2. Shareholder activism reaches new heights
It has been a banner year for the activist investor. As of October, shareholder activists had deployed $45 billion on new campaigns year to date, nearly double the amount for all of 2016, according to a report by financial advisory firm Lazard. GE, Nestle, and Procter & Gamble are just a handful of the companies that faced tough calls on their leadership and direction in 2017, and more are expected in 2018. Experts advise board directors at companies to think more like activists and get ahead of ongoing pain points before they’re forced to. According to a recent Korn Ferry paper, directors should ask hard questions (e.g., is our portfolio too complex? Is management top-notch? Is the cost structure too high? Have we missed an inflection point?) and be on watch for underperforming assets, a low stock price, and large management payouts at a time of stagnating earnings.
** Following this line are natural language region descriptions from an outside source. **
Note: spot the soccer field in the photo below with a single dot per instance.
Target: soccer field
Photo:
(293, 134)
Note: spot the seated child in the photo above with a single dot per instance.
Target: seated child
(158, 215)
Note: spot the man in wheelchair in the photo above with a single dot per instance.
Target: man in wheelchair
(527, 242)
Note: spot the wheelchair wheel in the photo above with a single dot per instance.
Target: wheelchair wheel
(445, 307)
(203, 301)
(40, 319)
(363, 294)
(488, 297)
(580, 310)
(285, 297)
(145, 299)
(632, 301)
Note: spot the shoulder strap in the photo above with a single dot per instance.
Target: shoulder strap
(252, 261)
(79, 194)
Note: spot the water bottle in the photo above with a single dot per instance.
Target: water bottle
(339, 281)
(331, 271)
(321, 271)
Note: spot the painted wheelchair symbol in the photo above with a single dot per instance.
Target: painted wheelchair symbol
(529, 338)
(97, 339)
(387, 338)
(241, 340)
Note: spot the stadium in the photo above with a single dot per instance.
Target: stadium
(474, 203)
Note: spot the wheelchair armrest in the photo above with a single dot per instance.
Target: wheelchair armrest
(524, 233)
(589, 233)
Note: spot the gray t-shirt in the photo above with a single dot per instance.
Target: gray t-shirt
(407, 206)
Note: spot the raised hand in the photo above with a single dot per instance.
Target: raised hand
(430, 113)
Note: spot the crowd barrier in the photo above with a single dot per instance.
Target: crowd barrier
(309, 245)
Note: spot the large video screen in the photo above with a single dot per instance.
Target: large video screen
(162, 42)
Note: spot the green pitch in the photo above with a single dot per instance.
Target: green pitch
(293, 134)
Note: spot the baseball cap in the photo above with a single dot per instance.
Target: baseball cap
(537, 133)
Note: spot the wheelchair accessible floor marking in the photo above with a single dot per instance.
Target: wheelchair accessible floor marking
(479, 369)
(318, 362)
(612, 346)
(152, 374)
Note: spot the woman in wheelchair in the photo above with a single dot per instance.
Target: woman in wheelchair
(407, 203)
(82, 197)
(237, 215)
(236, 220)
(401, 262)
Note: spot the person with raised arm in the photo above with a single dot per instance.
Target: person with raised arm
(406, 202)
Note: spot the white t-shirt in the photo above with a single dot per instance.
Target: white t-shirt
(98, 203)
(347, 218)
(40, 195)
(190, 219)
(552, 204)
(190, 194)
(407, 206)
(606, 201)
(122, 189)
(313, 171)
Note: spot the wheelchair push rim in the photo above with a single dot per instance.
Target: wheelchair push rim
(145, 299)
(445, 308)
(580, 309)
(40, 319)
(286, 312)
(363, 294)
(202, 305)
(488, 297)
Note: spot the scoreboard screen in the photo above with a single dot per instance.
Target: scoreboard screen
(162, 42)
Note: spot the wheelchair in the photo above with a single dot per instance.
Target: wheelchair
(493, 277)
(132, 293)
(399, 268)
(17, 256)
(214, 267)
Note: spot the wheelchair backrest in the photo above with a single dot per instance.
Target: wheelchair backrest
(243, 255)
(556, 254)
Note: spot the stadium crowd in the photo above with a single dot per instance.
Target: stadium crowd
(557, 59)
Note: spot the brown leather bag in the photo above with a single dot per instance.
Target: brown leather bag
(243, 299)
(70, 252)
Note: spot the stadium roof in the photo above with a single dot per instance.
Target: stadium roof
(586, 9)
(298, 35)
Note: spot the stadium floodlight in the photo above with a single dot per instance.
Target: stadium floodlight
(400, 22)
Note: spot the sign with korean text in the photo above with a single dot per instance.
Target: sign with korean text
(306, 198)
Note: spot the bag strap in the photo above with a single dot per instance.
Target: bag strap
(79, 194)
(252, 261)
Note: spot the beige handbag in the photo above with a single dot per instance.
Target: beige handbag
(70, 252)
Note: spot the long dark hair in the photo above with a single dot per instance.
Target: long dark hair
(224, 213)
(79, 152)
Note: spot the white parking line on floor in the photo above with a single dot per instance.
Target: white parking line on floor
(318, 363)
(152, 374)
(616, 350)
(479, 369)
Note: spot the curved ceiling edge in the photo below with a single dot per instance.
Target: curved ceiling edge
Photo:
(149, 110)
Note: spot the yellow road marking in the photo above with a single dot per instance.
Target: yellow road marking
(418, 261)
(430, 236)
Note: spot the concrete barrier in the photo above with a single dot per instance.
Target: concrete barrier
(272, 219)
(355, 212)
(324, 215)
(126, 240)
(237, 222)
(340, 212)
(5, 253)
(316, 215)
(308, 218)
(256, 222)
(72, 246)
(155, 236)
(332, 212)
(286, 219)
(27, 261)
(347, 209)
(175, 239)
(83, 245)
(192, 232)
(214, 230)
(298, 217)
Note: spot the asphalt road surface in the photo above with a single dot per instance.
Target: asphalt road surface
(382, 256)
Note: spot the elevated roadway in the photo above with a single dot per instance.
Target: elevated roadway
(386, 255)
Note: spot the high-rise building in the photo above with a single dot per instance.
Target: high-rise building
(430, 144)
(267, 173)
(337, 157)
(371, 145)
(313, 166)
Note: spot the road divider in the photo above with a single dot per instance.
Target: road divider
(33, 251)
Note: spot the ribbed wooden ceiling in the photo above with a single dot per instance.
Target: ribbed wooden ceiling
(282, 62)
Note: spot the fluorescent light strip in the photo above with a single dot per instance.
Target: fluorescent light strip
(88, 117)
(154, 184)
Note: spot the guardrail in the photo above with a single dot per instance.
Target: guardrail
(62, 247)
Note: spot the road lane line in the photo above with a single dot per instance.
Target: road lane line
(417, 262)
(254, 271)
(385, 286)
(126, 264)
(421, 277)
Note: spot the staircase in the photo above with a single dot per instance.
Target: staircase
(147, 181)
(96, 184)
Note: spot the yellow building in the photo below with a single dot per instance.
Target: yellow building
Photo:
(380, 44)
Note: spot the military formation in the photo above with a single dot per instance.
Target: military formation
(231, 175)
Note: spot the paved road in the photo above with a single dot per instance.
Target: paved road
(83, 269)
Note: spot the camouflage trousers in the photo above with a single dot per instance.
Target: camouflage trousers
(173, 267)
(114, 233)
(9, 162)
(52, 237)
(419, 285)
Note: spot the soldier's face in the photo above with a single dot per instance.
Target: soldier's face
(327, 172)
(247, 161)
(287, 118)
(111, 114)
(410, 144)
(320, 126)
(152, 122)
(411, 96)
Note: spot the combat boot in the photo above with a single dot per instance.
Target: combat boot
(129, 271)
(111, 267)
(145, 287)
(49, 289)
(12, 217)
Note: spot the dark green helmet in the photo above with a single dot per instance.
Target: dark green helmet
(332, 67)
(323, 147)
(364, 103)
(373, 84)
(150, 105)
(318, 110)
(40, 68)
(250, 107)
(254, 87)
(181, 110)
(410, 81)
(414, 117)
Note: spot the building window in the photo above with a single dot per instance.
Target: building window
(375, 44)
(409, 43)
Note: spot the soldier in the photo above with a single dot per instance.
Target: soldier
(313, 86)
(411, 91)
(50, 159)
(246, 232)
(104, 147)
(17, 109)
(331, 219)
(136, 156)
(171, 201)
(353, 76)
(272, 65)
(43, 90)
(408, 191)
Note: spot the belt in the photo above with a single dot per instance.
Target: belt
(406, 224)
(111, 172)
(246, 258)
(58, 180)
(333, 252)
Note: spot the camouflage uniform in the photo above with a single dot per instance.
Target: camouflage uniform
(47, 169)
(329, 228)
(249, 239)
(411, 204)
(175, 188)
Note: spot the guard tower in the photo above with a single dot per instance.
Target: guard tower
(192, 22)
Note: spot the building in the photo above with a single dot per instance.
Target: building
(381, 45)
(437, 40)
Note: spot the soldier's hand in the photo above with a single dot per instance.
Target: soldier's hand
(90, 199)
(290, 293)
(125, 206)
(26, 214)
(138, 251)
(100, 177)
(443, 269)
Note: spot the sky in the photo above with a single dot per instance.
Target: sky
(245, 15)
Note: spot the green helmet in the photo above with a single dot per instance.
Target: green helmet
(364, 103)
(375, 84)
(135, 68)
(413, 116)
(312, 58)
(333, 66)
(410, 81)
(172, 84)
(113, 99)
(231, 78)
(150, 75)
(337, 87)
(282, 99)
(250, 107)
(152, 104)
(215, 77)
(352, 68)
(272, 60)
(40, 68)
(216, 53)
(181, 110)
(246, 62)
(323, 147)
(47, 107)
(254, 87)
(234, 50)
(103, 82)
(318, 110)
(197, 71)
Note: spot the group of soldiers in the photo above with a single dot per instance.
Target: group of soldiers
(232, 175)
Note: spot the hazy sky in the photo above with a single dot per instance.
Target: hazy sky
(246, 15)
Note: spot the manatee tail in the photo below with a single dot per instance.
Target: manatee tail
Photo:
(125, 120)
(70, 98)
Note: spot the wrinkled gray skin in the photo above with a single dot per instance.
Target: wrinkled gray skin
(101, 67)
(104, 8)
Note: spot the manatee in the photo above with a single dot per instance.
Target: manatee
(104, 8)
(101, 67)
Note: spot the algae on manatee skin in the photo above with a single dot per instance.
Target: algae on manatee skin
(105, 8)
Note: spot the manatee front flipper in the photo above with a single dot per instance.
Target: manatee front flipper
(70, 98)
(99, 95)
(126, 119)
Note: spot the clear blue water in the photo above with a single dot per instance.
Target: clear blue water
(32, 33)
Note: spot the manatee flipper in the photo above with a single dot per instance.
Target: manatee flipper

1. Company culture dominates
If 2017 has taught us anything, it’s that culture matters. What used to be a nice-sounding word on onboarding pamphlets has become a serious recruiting tool: A recent survey shows that the No. 1 reason job candidates choose one job over another is company culture. (Only five years ago, the main reason was benefits packages). Another study found that “driving culture change” was one of the top three priorities for more than 7,500 executives across the world.
Why the focus on culture? Organizations have found that when they lead with purpose, transparency, fairness, and accountability, they’re able to attract and retain better talent, and inspire greater creativity and innovation—all of which ultimately helps their bottom line, experts say. Entire industries are looking at their culture as well. The recent revelations in Hollywood are an example of what happens when unhealthy culture runs amok. “You just don’t get a lot of stories of people firing high performers who have behaved badly. But it’s something that can actually turn a culture around,” says Signe Spencer, client research partner at Korn Ferry.